We recently read Sidney Dekker’s 2014 paper* on the bureaucratization of safety in organizations.  It’s interesting because it describes a very common evolution of organizational practices, including those that affect safety, as an organization or industry becomes more complicated and formal over time.  Such evolution can affect many types of organizations, including nuclear ones.  Dekker’s paper is summarized below, followed by our perspective on it. 

The process of bureaucratization is straightforward; it involves hierarchy (creating additional layers of organizational structure), specialized roles focusing on “safety related” activities, and the application of rules for defining safety requirements and the programs to meet them.  In the safety space, the process has been driven by multiple factors, including legislation and regulation, contracting and the need for a uniform approach to managing large groups of organizations, and increased technological capabilities for collection and analysis of data.

In a nutshell, bureaucracy means greater control over the context and content of work by people who don’t actually have to perform it.  The risk is that as bureaucracy grows, technical expertise and operational experience may be held in less value.

This doesn’t mean bureaucracy is a bad thing.  In many environments, bureaucratization has led to visible benefits, primarily a reduction in harmful incidents.  But it can lead to unintended, negative consequences including:

  • Myopic focus on formal performance measures (often quantitative) and “numbers games” to achieve the metrics and, in some cases, earn financial bonuses,
  • An increasing inability to imagine, much less plan for, truly novel events because of the assumption that everything bad that might happen has already been considered in the PRA or the emergency plan.  (Of course, these analyses/documents are created by siloed specialists who may lack a complete understanding of how the socio-technical system works or what might actually be required in an emergency.  Fukushima anyone?),
  • Constraints on organizational members’ creativity and innovation, and a lack of freedom that can erode problem ownership, and
  • Interest, effort and investment in sustaining, growing and protecting the bureaucracy itself.
Our Perspective

We realize reading about bureaucracy is about as exciting as watching a frog get boiled.  However, Dekker does a good job of explaining how the process of bureaucratization takes root and grows and the benefits that can result.  He also spells out the shortcomings and unintended consequences that can accompany it.

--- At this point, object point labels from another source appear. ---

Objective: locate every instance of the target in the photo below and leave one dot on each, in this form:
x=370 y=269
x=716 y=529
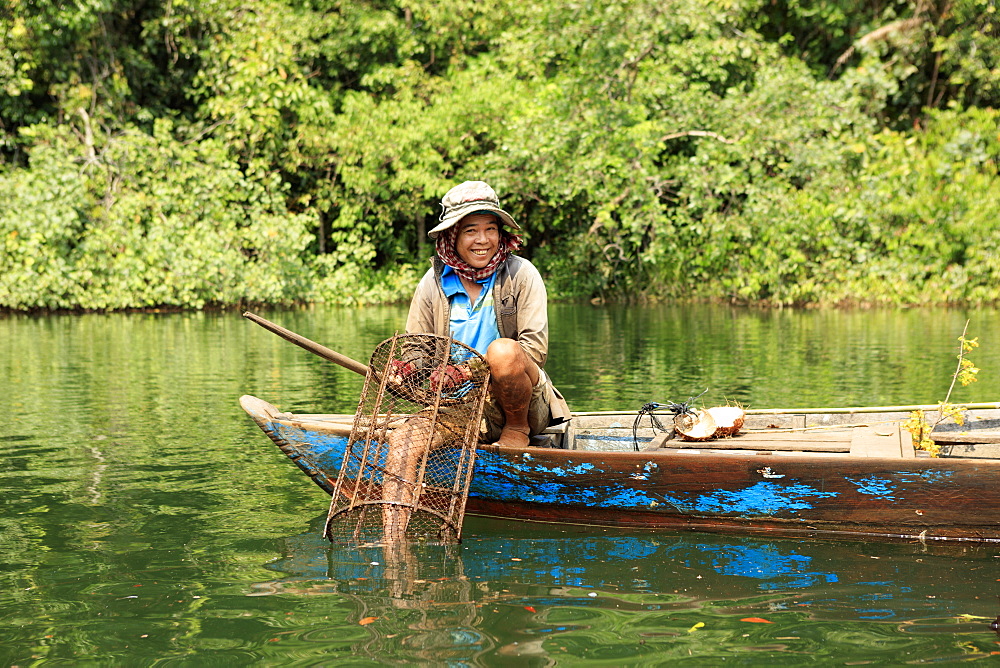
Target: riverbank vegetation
x=178 y=153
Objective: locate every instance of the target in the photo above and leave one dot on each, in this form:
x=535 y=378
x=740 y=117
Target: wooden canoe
x=849 y=473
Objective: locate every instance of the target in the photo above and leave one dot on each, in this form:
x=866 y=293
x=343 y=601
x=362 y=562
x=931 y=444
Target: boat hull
x=777 y=493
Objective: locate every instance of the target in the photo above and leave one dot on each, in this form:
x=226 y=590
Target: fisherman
x=479 y=293
x=482 y=295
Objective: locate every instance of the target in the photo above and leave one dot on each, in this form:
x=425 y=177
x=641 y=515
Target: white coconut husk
x=728 y=420
x=697 y=425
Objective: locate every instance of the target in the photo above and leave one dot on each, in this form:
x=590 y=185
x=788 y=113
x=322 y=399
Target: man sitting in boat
x=479 y=293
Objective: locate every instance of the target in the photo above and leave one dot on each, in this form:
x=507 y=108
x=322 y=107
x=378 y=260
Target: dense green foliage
x=182 y=153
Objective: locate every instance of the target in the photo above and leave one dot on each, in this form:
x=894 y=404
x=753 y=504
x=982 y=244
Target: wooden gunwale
x=835 y=494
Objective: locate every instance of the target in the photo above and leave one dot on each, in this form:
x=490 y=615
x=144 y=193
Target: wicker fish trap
x=409 y=459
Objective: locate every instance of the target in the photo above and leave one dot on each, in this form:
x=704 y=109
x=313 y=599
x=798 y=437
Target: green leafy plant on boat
x=919 y=426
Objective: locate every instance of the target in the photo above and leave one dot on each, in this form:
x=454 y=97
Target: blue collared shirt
x=474 y=325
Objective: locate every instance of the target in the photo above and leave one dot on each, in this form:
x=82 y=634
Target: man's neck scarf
x=509 y=243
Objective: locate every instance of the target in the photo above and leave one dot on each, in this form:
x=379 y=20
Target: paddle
x=311 y=346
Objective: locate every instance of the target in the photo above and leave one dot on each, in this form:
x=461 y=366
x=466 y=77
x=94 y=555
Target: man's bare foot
x=513 y=437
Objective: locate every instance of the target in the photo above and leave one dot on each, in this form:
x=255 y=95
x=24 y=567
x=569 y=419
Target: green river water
x=147 y=521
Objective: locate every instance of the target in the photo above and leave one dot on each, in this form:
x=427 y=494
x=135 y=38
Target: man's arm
x=532 y=314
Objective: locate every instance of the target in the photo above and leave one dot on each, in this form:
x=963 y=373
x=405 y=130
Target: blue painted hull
x=921 y=498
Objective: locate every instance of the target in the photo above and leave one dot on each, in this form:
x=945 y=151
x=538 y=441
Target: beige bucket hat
x=469 y=197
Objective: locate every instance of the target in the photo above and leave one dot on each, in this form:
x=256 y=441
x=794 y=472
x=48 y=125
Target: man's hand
x=399 y=371
x=449 y=376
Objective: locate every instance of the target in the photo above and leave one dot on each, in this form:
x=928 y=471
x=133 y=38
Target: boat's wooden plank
x=839 y=441
x=972 y=450
x=881 y=442
x=950 y=438
x=816 y=436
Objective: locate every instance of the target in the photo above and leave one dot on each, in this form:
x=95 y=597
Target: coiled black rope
x=649 y=409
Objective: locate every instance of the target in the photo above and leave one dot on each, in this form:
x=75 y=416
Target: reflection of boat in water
x=791 y=473
x=500 y=563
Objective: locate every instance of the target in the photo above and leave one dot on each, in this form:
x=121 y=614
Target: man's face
x=478 y=239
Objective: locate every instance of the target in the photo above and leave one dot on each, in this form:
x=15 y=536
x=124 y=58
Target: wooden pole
x=311 y=346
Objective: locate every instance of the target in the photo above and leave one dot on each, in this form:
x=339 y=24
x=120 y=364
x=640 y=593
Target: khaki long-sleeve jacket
x=520 y=304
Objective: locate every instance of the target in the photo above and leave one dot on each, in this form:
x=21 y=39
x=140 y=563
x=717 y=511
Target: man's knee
x=504 y=352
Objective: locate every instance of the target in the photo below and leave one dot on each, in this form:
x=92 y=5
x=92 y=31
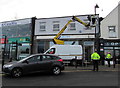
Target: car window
x=55 y=57
x=46 y=57
x=51 y=51
x=34 y=59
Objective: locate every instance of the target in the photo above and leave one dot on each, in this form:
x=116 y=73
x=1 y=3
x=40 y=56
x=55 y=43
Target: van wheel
x=17 y=72
x=56 y=70
x=73 y=62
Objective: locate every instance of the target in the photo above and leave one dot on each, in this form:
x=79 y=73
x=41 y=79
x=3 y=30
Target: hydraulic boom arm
x=56 y=39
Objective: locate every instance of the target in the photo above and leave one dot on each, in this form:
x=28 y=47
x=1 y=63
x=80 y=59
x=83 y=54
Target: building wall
x=110 y=20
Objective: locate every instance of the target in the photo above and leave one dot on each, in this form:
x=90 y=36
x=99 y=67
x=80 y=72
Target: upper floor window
x=112 y=32
x=56 y=25
x=111 y=28
x=42 y=26
x=72 y=26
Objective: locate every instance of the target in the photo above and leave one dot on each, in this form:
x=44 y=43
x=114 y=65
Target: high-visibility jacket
x=108 y=56
x=95 y=56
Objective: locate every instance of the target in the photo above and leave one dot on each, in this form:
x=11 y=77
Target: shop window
x=42 y=26
x=56 y=26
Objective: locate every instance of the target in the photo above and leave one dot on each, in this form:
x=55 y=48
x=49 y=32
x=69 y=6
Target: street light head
x=96 y=6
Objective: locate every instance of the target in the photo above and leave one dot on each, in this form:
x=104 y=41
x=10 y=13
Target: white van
x=69 y=53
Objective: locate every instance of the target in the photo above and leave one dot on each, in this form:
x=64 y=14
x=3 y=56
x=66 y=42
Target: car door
x=31 y=64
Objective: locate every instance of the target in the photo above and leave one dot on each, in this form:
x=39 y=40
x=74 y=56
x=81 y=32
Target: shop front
x=111 y=46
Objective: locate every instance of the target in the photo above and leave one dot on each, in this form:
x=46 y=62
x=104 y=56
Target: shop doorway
x=117 y=56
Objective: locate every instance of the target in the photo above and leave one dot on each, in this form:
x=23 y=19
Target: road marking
x=88 y=70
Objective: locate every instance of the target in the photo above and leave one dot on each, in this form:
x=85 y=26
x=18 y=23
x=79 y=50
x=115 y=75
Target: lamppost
x=95 y=45
x=3 y=58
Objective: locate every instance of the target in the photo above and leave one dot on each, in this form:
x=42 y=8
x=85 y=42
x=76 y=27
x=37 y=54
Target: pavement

The commercial nuclear world is not immune to this process.  Consider all the actors who have their fingers in the safety pot and realize how few of them are actually responsible for designing, maintaining or operating a plant.  Think about the NRC’s Reactor Oversight Process (ROP) and the licensees’ myopic focus on keeping a green scorecard.  Importantly, the Safety Culture Policy Statement (SCPS) being an “expectation” resists the bureaucratic imperative to over-specify.  Instead, the SCPS is an adjustable cudgel the NRC uses to tap or bludgeon wayward licensees into compliance.  Foreign interest in regulating nuclear safety culture will almost certainly lead to its increased bureaucratization.  

Bureaucratization is clearly evident in the public nuclear sector (looking at you, Department of Energy) where contractors perform the work and government overseers attempt to steer the contractors toward meeting production goals and safety standards.  As Dekker points out, managing, monitoring and controlling operations across an organizational network of contractors and sub-contractors tends to be so difficult that bureaucratized accountability becomes the accepted means to do so.

We have presented Dekker’s work before, primarily his discussion of a “just culture” (reviewed Aug. 3, 2009) that tries to learn from mishaps rather than simply isolating and perhaps punishing the human actor(s) and “drift into failure” (reviewed Dec. 5, 2012) where a socio-technical system can experience unacceptable performance caused by systemic interactions while functioning normally.  Stakeholders can mistakenly believe the system is completely safe because no errors have occurred while in reality the system can be slipping toward an incident.  Both of these attributes should be considered in your mental model of how your organization operates.

Bottom line: This is an academic paper in a somewhat scholarly journal, in other words, not a quick and easy read.  But it’s worth a look to get a sense of how the tentacles of formality can wrap themselves around an organization.  In the worse case, they can stifle the capabilities the organization needs to successfully react to unexpected events and environmental changes.


*  S.W.A. Dekker, “The bureaucratization of safety,” Safety Science 70 (2014), pp. 348–357.  We saw this paper on Safety Differently, a website that publishes essays on safety.  Most of the site’s content appears related to industries with major industrial safety challenges, e.g., mining.